In the management of both of these conditions, early (9 months of age) and frequent (every 6–9 months) dental prophylaxis (even if only minimal plaque is present) along with strict home care is critical to decrease inflammation. Ideally, home care consists of daily brushing, as it is the gold standard for plaque control. Other home care alternatives include chlorhexidine rinses as well as plaque control diets and treats. In cases where gingival hyperplasia is present, early gingivectomy is recommended to remove psuedopockets, decrease inflammation, and facilitate plaque control (both professional and home care). Finally, extraction of any significantly diseased teeth is warranted to decrease the degree of inflammation (Hale, 2005). If properly treated, disease in approximately 50% of these cats will resolve, the other 50% will have a lifelong struggle.

Immune-mediated diseases affecting the oral cavity

These diseases are caused by an inappropriate response of the immune system resulting in tissue destruction by its component cells. Immune-mediated disease has been divided into two distinct types. The first is primary immune mediated, also called ‘autoimmune’, in which the antibodies are directed against normal body tissues. In secondary immune-mediated disease, simply termed ‘immune mediated’, the destruction is created by a reaction other than normal self antigens.

In primary (autoimmune) disease, antibodies develop against normal body tissues and induce lesions by passive transfer. Secondary (immune-mediated) disease is caused by antigens that are foreign to the patient. In general, these are drugs, bacteria, or viruses that create an immunologic response. Antibiotics are frequently implicated in secondary immune-mediated disease, as are numerous other medications. Parasiticides have also been implicated in immune-mediated disease. Finally, secondary cases have been reported associated with malignancies (Niemiec, 2010c).

The classic therapy for the primary form, or autoimmune disease (pemphigus complex, bullous pemphigoid and SLE) is immunomodulation. This is typically achieved with corticosteroids. Many patients with predominantly oral lesions respond favorably to immunosuppressive corticosteroid doses (2 to 3 mg/kg twice daily for 10 days) tapering with response.
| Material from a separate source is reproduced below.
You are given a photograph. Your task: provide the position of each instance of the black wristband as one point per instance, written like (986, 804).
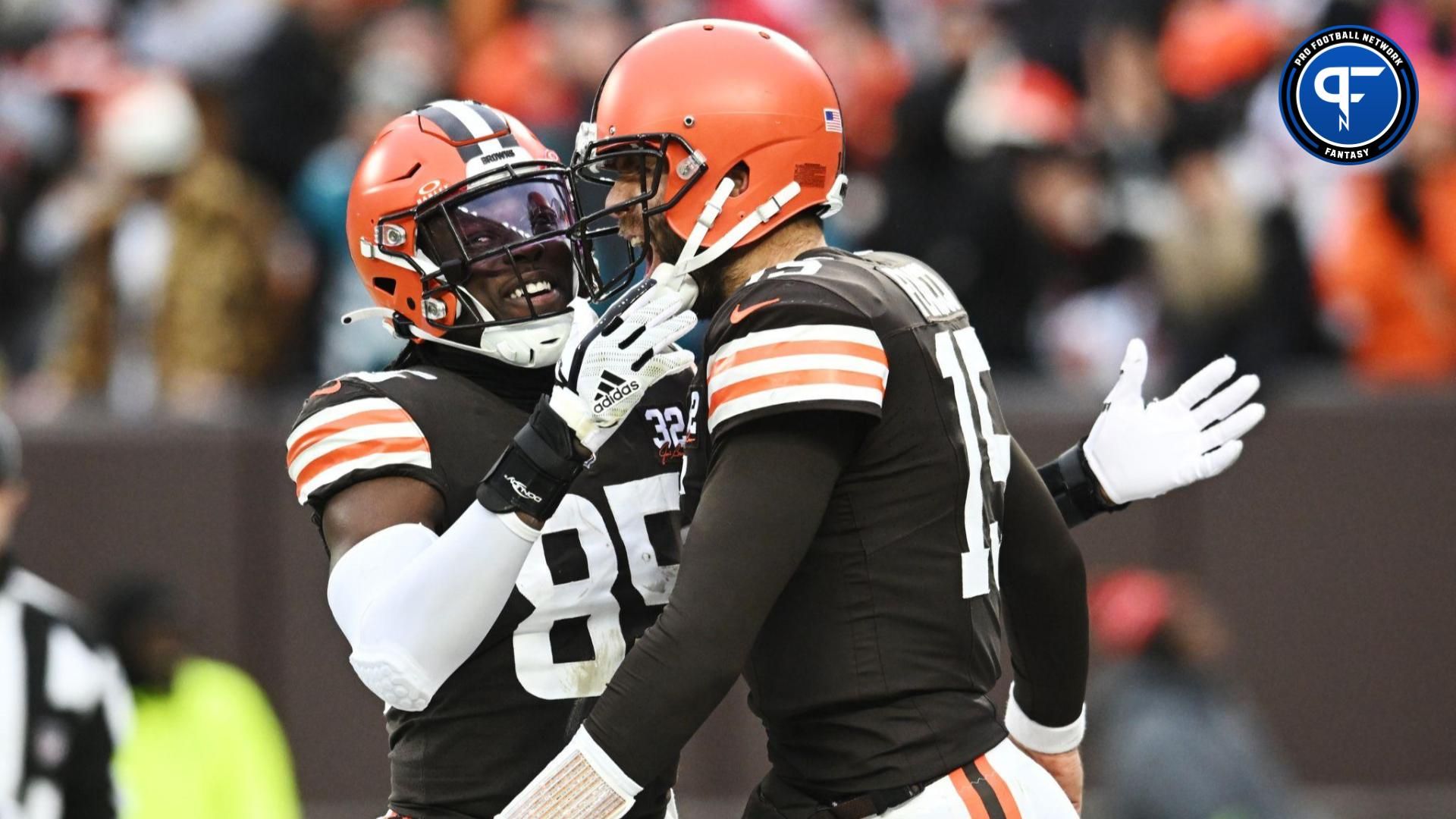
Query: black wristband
(536, 471)
(1075, 487)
It must be noted that at these doses, severe side effects (including death) are quite common. For this reason, it is recommended to add ‘steroid sparing agents’, such as azathioprine, in order to decrease the dose of steroids and the incidence of steroid-induced side effects, especially in chronic cases.

Conclusion

Oral diseases are the most common medical problem in dogs and cats and they are very often missed or misdiagnosed. The only way to improve this situation is veterinary team education and disciplined performance of an oral examination along with every overall physical examination. Every patient must receive an oral examination on each visit to the hospital. Most oral pathologies cause related pain and/or infection. It is the goal of veterinary team to relieve these conditions. If the clinical finding requires therapy beyond the skills and equipment of the practice, a referral to a veterinary dental specialist should be made. Every effort should be undertaken to properly diagnose and treat oral and dental maladies.

Key Points

  • Oral examination is required to reveal pathologies which may be otherwise missed. It should be as thorough as possible in a comfortable quiet conditions and good lighting. Every patient, on every consultation must receive a dental examination.
  • One sure sign of oral disease is bad breath. It must not be neglected during the examination.
  • A mandatory element of oral cavity assessment is radiographic evaluation. Without radiographic imaging of affected areas neither management nor prognosis is possible
  • Most oral problems cause pain and infection, therefore appropriate diagnosis should be followed by management of the diagnosed diseases.